A la barre : Un présumé voleur de chèvres s’explique

I.S. 39 ans, était appelé à la barre du Tribunal de grande instance (TGI) Ouaga 1 pour s’expliquer sur les faits de vol d’animaux, à lui reprochés, le lundi 22 mai 2022. Le prévenu, après débat, a bénéficié de la clémence du Tribunal pour retrouver sa liberté.

I.S. réside dans une cour unique dans un quartier périphérique de Ouagadougou. À côté de lui, K.I. a dans son ranch des animaux. Un soir, ce dernier fut étonné de constater l’absence de ses bêtes. Il lance alors les avis de recherche dans les alentours. Après quelques heures de recherche, il retrouve ses bêtes chez I.S. Dans le souci de reprendre ce qui lui revient de droit, la victime fait appel à la Police pour le lui retourner ses animaux. C’est ainsi que I. S. a été interpellé.

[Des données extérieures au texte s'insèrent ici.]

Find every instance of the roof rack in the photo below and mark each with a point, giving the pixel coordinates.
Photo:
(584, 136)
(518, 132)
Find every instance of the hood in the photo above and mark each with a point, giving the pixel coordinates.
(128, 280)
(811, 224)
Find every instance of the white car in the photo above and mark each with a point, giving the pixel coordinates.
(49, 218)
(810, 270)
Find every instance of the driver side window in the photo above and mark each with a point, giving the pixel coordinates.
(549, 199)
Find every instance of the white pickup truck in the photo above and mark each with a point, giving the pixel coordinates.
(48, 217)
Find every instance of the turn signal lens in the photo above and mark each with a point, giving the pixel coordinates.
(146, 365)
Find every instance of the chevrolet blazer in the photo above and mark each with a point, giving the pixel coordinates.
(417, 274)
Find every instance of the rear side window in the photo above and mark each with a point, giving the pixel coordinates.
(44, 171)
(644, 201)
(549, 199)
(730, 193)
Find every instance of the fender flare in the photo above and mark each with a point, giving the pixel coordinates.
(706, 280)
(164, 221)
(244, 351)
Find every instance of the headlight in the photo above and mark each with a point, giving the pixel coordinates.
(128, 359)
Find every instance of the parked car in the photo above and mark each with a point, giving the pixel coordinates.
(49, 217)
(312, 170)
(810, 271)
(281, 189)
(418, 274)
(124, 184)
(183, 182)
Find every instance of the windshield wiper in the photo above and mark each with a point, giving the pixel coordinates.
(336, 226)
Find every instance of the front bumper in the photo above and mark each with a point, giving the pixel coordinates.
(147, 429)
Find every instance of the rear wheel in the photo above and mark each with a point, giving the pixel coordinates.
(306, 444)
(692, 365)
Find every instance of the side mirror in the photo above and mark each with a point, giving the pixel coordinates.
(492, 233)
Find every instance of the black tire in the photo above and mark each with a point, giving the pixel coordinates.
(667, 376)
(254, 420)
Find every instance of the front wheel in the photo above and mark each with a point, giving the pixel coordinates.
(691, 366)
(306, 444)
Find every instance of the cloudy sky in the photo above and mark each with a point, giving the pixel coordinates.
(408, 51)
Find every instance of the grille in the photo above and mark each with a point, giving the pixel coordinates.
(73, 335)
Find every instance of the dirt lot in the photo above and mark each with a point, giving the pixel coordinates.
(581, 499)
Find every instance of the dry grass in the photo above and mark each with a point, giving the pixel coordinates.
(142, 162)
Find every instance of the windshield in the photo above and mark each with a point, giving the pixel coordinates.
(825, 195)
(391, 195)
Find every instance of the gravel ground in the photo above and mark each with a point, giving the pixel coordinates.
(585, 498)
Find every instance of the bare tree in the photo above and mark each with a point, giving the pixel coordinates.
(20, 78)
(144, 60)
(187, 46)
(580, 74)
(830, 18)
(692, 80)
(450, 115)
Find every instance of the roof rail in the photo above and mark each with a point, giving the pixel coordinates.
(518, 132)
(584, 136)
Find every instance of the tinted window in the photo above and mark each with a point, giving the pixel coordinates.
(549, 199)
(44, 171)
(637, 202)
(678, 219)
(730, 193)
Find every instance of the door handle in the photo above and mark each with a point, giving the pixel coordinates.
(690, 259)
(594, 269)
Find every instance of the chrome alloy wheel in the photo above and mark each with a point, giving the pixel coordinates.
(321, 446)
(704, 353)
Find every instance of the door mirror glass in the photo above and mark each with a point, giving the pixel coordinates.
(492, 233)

« J’étais chez ma maman quand la Police est venue me chercher pour me conduire à mon domicile », entame-t-il son explication à la barre. Effectivement, une fois sur les lieux, les bêtes ont été retrouvées dans la concession de I. S. Il affirme à la barre « être même surpris de les voir là ». « Mon explication est que les bêtes ont sauté la clôture pour s’introduire chez moi », se dédouane-t-il.

Mais, rétorque le procureur pour accuser le prévenu : « la porte n’a pas été forcée ». Cela prouve que le prévenu, commente le procureur, a volontairement fait entrer les bêtes chez lui, confère les traces de pattes d’animaux, avant de prendre la fuite pour se retrouver chez sa mère pour quelques jours, avant de revenir.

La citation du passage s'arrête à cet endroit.